A week ago, I sat transfixed as NASA guided a vehicle to a soft landing in Elysium Planitia, a “flat, boring equatorial plain” on a planet 300 million miles away. It was speeding along at 12,300 mph, then slowed to slightly more than walking speed as it eased down, on target. The trip took 7 months.
There’s an important reminder in these two experiences. We – as a people, as a society, as a government, as businesses – we can do some pretty amazing things when we’ve decided it’s important enough.
We can find the money. We can find the skills. We can find the solutions. We can find the time. We can do all of these things once we’ve found the willingness.
Why walk on the moon? Why land on Mars?
We do these things, as JFK said, “not because they are easy, but because they are hard.”

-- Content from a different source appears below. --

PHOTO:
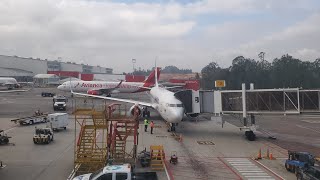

We do them because we need a reminder that we are capable of doing what seems undoable.
Other problems we face – “gaps” in wages, health care, education, housing, food, safety, violence – seem unsolvable. Sometimes we exhaust ourselves trying. We lose hope.
And then we watch what happens when everyone works together to do something – to gently place a ship on a distant planet.
And we remember what we can do – if we want to do it.